All Hail Snail Mail

Direct mail gets a bad rap. As the majority of marketing and patient communication has moved online, snail mail makes even telephonic campaigns look positively revolutionary.

But sometimes traditional methods still work the best. In fact, one study found that three-quarters of people opened direct mail, while 63% read it. Compared to average email open and click-thru rates for healthcare services of 25% and 9% respectively, direct mail interaction is quite substantial.  When used with a limited patient panel in a targeted way, direct mail can be the most cost-effective method to get your patients enrolled.


Mailers might be the right outreach method if your patient panel meets some of the following characteristics:

  • Stable address list: If many of your patients are renters rather than home owners, make sure you have the most recent address on file for your patients. Since each mailer is relatively pricey, one delivered to the wrong house is an immediate lost cost.
  • Unreliable emails: Emailing is a lot less expensive than a traditional mail send, but you need a reliable email list. If you haven’t asked your patients for their email, you should stick to mailers at first.
  • Data data data: Much like in real estate, location is everything. In marketing, accurate data is the golden goose, regardless of the channel you use. Make it an absolute priority to continuously update your with patients’ current contact information. This will pay dividends in the long run, and once it’s part of the culture, it’s easy to maintain.


As you can imagine, direct mail costs can vary by type of piece printed, quantity and delivery method. But typical costs for a postcard or letter range from about $1 to $3 per piece per piece .


A recent reports puts the average direct mail response rate at 3.7%. That’s a little high for most medical practices. A more even benchmark is around 2%. One of our customers recently sent a personalized letter to patients and saw a 12% response rate.

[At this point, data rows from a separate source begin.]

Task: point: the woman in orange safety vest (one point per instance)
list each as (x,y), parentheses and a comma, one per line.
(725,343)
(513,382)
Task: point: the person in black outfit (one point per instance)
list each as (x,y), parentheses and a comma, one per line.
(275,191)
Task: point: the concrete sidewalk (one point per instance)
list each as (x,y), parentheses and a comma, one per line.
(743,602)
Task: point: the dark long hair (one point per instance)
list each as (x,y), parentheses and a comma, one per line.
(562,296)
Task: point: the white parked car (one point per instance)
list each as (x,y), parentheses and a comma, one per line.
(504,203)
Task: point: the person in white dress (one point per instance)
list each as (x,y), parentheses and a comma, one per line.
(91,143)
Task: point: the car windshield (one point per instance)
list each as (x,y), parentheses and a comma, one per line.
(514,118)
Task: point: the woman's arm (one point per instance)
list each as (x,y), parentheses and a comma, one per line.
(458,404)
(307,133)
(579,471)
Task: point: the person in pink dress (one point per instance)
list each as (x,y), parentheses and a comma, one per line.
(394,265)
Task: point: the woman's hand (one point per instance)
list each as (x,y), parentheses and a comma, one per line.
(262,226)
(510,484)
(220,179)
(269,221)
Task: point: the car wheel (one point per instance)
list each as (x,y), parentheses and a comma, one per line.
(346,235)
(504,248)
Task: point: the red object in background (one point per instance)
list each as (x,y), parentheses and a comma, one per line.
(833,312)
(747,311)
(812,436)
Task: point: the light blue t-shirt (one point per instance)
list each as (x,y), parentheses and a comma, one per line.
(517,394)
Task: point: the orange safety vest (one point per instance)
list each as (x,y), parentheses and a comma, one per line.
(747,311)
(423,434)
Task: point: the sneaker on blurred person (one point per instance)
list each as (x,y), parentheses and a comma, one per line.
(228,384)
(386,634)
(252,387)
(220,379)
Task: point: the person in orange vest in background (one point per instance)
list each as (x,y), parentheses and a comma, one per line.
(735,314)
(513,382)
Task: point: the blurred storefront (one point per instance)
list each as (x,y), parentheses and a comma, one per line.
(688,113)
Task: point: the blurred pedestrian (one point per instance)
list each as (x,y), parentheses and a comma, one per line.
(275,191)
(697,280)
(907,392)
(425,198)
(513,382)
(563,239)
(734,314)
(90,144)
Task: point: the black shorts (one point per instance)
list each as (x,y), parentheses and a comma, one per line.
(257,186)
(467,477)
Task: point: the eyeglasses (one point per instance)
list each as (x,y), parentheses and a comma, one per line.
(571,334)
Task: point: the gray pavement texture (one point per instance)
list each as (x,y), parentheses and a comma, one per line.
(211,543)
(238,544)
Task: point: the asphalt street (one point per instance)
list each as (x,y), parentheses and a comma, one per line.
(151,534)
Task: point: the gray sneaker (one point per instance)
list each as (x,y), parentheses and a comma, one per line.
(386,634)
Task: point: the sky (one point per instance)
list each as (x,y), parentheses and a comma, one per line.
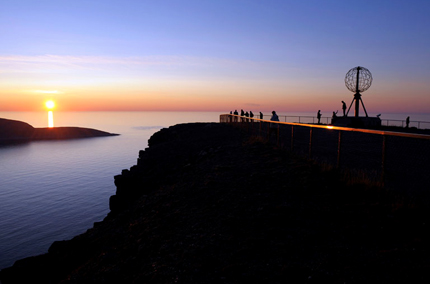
(217,55)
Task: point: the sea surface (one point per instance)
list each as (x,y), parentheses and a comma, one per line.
(55,190)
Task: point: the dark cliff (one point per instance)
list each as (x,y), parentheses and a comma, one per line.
(206,203)
(13,131)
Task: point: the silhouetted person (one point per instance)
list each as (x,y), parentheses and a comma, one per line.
(273,126)
(333,117)
(344,108)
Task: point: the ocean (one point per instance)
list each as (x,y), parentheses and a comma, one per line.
(55,190)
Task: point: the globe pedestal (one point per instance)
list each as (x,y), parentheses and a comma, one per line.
(356,122)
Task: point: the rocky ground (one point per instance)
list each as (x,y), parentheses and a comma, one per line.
(208,204)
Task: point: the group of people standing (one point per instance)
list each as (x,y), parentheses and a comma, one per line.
(249,114)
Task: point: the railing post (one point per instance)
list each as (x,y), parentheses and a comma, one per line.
(310,143)
(384,138)
(339,143)
(292,138)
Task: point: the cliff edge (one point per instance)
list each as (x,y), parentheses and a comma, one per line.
(206,203)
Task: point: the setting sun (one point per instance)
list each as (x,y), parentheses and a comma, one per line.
(50,104)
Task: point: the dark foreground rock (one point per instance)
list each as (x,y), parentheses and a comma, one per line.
(13,131)
(206,204)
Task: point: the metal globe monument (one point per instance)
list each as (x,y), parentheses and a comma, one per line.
(358,80)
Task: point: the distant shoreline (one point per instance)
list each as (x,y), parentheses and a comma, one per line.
(14,131)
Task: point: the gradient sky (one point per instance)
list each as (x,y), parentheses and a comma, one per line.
(213,55)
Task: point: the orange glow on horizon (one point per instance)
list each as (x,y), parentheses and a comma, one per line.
(50,104)
(50,119)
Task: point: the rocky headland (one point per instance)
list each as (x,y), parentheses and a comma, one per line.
(206,203)
(14,131)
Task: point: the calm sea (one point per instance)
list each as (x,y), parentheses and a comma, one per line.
(54,190)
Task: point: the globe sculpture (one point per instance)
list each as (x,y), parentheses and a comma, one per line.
(357,80)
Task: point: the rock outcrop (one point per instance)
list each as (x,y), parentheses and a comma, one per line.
(13,131)
(206,203)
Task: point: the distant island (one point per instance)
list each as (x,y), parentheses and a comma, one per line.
(207,203)
(14,131)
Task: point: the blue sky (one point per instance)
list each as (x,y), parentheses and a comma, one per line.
(214,54)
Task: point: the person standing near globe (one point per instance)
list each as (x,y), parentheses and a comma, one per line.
(344,108)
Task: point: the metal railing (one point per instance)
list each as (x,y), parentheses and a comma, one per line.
(327,120)
(398,160)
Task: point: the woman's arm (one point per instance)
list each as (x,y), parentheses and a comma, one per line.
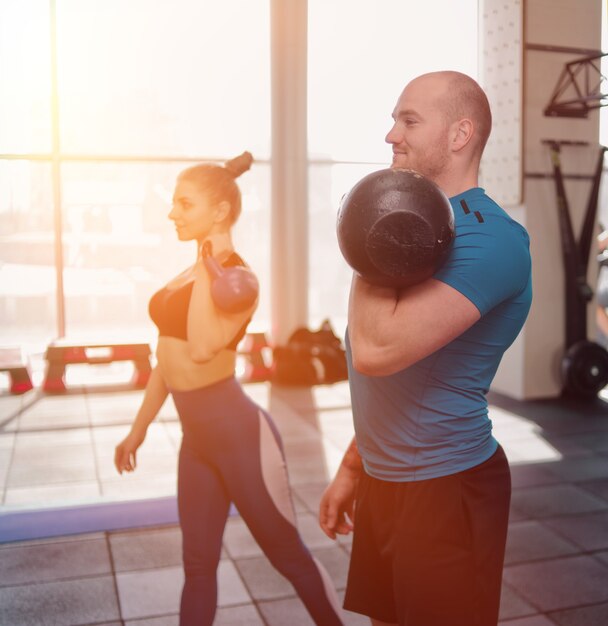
(210,329)
(155,394)
(391,329)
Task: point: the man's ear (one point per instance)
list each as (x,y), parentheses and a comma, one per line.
(222,210)
(462,133)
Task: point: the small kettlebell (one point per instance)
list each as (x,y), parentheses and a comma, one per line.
(233,289)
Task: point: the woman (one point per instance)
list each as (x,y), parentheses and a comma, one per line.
(231,450)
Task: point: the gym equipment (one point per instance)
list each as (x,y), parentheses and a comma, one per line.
(233,289)
(589,94)
(585,363)
(585,368)
(13,362)
(61,353)
(395,227)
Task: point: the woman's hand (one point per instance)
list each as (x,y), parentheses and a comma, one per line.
(221,245)
(125,455)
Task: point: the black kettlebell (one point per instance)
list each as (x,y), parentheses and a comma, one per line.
(233,289)
(395,227)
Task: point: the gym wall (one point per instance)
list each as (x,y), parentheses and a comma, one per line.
(525,45)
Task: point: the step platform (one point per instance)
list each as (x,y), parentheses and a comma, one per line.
(62,353)
(15,364)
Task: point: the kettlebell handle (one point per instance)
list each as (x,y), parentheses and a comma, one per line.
(213,267)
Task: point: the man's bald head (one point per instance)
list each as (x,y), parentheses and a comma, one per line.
(460,97)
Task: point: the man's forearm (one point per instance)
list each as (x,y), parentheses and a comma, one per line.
(352,459)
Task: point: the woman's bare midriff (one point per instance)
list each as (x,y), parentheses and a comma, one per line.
(181,373)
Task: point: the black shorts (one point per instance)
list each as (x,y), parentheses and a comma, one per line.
(430,553)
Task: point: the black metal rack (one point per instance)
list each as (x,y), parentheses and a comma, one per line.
(585,363)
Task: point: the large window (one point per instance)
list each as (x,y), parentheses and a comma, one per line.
(361,55)
(142,90)
(104,102)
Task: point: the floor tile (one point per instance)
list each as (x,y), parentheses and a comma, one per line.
(532,475)
(238,540)
(141,550)
(582,616)
(57,495)
(335,560)
(552,500)
(246,615)
(598,488)
(82,601)
(561,583)
(262,580)
(53,561)
(148,593)
(165,620)
(589,531)
(512,604)
(534,620)
(580,469)
(531,541)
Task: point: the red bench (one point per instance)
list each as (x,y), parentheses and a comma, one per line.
(15,364)
(60,354)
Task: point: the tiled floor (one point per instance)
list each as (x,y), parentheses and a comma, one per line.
(56,456)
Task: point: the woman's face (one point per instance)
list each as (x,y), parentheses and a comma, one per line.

Here are a few direct mail themes we’ve seen used with great success:

  • VIP style invitation: An invitation-style flyer that offers exclusive access to the program. Exclusivity is an effective way to make the program seem more valuable to the patient. Rather than see it as something anyone can use, they see it as something only they are allowed to use.
  • Results-focused messaging: An outcomes driven flyer that focuses on results patients can achieve rather than conditions the program can treat. When you focus on the patient’s possible motivation for joining (losing weight, feeling better, etc.) they’re more likely to see the benefit in joining.
  • Letter from the physician: A signed letter from your doctor is serious business. Patients will take the offer more seriously if it comes straight from their doctor’s desk.


  • Talking about “disease”: We’ve found that people respond to messaging that is more focused on their personal health goals, and feeling better, rather than things that talk about their specific conditions. So, best to go with “You’ll feel better in just a few weeks” versus “Manage your diabetes”.
  • Lots and lots of text: It may seem like a good idea to provide a lot of detail about your offering, but expect people to spend only a few seconds reading a piece of mail. Even if you’re sending a letter, make sure to leave lots of white space. Dense text frightens people. If there’s more information you want to communicate, provide a call-to-action to go to a website landing page for more information.
  • Overly “stocky” imagery: if you’re not familiar with the term stock photography, check out Buzzfeed’s “60 completely unusable stock photos”. Sure, these are ridiculous, but the point is that if you use imagery highlights a very particular target segment, the people that don’t fit in the segment, will naturally (even if subconsciously) dismiss the piece as not for them. Also, don’t assume that people view themselves as their peers. When asked to select photography of people that they most resemble, seniors regularly select photos of people who are 10-15 years younger than their actual age.


Find a professional printer that has a partnership with a mailing house. This way, you supply the content and the addresses but you don’t need to worry about buying 2,000 postage stamps or refilling your ink cartridges again and again.